Khalistan cries dominate ‘Sarbat Khalsa’

By ARVIND CHHABRA | AMRITSAR | 15 November, 2015
Cries of “Khalistan” reverberated like never before at the “Sarbat Khalsa” organised in Chabba village in Amritsar this week. Nearly 100,000 Sikhs attended the gathering despite the Shiromani Gurudwara Parbhandhak Committee (SGPC) terming the meeting as improper. The SGPC insisted that only the Akal Takht, the Sikh community’s highest temporal body could convene such a congregation.
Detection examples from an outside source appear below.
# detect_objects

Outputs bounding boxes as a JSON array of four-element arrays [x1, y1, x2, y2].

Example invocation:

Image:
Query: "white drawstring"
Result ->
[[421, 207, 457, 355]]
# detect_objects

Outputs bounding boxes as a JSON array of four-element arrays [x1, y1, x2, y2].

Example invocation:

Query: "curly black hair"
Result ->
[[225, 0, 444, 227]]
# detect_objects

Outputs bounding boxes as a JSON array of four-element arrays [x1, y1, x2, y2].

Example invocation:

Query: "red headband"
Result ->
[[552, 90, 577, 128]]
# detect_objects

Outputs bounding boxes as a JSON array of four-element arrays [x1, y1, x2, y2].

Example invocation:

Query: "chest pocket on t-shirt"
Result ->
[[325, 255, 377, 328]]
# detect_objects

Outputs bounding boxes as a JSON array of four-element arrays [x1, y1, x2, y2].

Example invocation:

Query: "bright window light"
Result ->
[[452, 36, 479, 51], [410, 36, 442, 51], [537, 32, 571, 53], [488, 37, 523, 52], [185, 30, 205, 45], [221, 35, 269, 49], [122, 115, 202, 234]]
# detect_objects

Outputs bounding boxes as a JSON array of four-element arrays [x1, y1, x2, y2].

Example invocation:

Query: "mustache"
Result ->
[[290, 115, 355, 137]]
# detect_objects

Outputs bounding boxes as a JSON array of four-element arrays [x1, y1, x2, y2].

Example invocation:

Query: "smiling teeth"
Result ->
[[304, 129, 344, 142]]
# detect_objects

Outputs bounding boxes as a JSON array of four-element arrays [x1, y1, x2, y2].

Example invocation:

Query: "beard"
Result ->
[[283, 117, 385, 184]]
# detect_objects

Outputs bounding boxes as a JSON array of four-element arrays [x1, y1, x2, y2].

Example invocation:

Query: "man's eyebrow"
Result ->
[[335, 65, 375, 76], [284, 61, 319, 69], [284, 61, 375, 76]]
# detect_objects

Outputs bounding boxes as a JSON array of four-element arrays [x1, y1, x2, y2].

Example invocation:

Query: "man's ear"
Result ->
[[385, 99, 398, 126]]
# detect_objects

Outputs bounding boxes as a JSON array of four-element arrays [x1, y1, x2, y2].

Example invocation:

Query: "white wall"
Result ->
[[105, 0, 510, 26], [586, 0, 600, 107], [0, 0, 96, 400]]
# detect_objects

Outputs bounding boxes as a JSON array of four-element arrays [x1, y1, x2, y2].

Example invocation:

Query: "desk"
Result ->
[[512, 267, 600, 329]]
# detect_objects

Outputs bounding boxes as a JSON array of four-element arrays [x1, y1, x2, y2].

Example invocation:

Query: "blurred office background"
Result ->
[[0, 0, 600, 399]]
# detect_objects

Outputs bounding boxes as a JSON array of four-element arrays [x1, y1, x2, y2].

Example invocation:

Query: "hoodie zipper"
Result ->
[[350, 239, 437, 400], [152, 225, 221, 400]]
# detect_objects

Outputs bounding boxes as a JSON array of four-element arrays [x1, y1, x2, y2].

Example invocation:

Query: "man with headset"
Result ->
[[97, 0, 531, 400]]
Politically, the high attendance at the meeting dealt a huge blow to the beleaguered ruling family of Punjab, the Badals, who are already struggling to defuse the unprecedented crisis caused by the spate of mysterious desecrations of the Guru Granth Sahib. The Badals’ back-door parleys succeeded in dissuading a few leaders from participating in the “Sarbat Khalsa”. However, the lakh-strong participants came from not only far corners of the state, but even the adjoining states to make the meet a grand success.
Many of those who turned up told The Sunday Guardian that they were forced to get down from their buses much ahead of the venue. “This was done by the government, but we were determined to make it, come what may,” said one of them. The massive gathering was a surprise, but what probably no one had anticipated was how Khalistan would dominate the proceedings. But the organisers had Khalistan on mind from the word go, as was evident from the bigger-than-life-size posters and billboards featuring militant leader Jarnail Singh Bhindranwale — who was killed in Operation Blue Star — dotting the venue. Even the hoardings welcoming the participants had Bhindranwale’s posters along with that of Major General Shabeg Singh, who led the militants against Operation Blue Star.
The speakers at the event showered praises on the militant leaders and emphasised how the Sikhs had been “betrayed” by India and its leaders for the past 68 years. Chief Minister Parkash Singh Badal came in for a lot of flak as well, just as in the 1980s when he was named one among “Sikh kaum de teen gaddar (three traitors of the Sikh community)”. Speaker after speaker attacked Badal, and stressed how they needed to work towards their goal of a separate Khalistan. Even a letter from jailed militant Narain Singh Chaura written along these lines was read out.
However, it was the resolution declared towards the end of the Sarbat Khalsa that took many by surprise. It was announced that the sacrifices of the militants would not be allowed to go waste, and the mission to create a separate country and International Sikh Parliament would be carried forward. K.P.S. Gill and Lt Gen K.S. Brar, who had led the charge against the militants in Operation Blue Star, were declared tankhaiyas (guilty) for that “sin”. The gathering erupted into a huge roar when it was announced that the jathedars of the Akal Takht stand relieved of their duties and Sikh militant Jagtar Singh Hawara would be taking over as jathedar. Hawara is lodged in a Chandigarh jail after his conviction for his role in the assassination of Chief Minister Beant Singh.
The resolutions sent the Punjab government into a tizzy as it had a fresh crisis on hand on how to deal with the “parallel jathedars”. The state responded by putting these jathedars under preventive arrest. Also arrested were the chief organisers, Akali Dal (Amritsar) head Simranjit Singh Mann and United Akali Dal chief Mohkam Singh. The government now anxiously awaits the next move of the hardliners.